Dans les principales artères de la ville, la vie suit son cours normal, feignant d’ignorer la menace sanitaire. C’est dans les transports en commun que la situation s’avère la plus critique : aucune mesure de prévention n’y est véritablement respectée. À bord des bus transvilles, des taxis et des tricycles communément appelés « badjaj », les passagers s’entassent dans une promiscuité alarmante, au grand dam des usagers conscients du danger.
Pour de nombreux habitants, ce manque de précaution constitue une bombe à retardement pour la propagation du virus dans une ville aussi dense que Goma. Certains passagers interrogés pressent les autorités de prendre des mesures urgentes. L’inquiétude est d’autant plus vive que la souche Bundibugyo ne dispose, à ce jour, d’aucun traitement spécifique ni de vaccin officiellement homologué.
Du côté des conducteurs, les priorités sont avant tout financières. Plusieurs chauffeurs expliquent que le respect strict des mesures sanitaires notamment la réduction du nombre de passagers par véhicule entraînerait inévitablement une hausse des tarifs.
Une option jugée intenable dans un contexte économique déjà asphyxiant pour la population locale. Un conducteur de bus rencontré dans le centre-ville confie d’ailleurs que si le nombre de clients est réduit, les transporteurs seront obligés d’augmenter le prix de la course pour compenser le manque à gagner, une charge que les passagers n’accepteront jamais.
Face à cette réalité, les avis se fracturent. Si certains citoyens martèlent que « la santé n’a pas de prix » et exigent des restrictions immédiates, d’autres remettent carrément en cause l’existence même d’Ebola à Goma.
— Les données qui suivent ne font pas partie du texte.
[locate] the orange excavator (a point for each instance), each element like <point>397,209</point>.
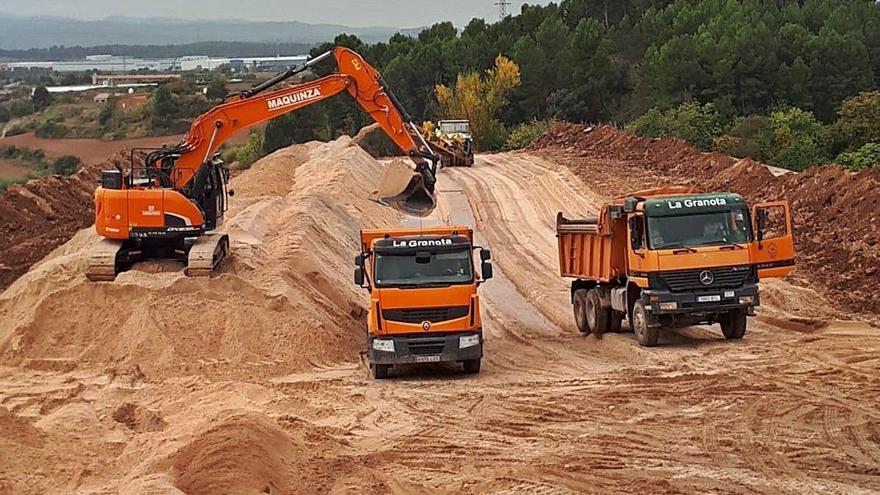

Ce scepticisme ambiant interroge directement l’efficacité de la communication de crise.
Comment cette stratégie d’information est-elle menée sur le terrain ?
Atteint-elle réellement toutes les couches sociales, notamment les plus vulnérables ?
Les messages de sensibilisation sont-ils véritablement adaptés à la psychologie et aux réalités économiques locales ?
L’inquiétude dépasse désormais le secteur des transports. Dans plusieurs structures sanitaires de la place, les protocoles d’hygiène contre Ebola restent insuffisamment appliqués.
Ce relâchement généralisé est d’autant plus périlleux que Goma est un carrefour de flux migratoires constants. Alors que les équipes médicales s’organisent pour structurer la riposte, l’urgence sur le terrain est unanime : seule une campagne massive de sensibilisation communautaire, au plus près des réalités des Gomatraciens, permettra d’étouffer l’épidémie dans l’œuf et de protéger la ville volcanique.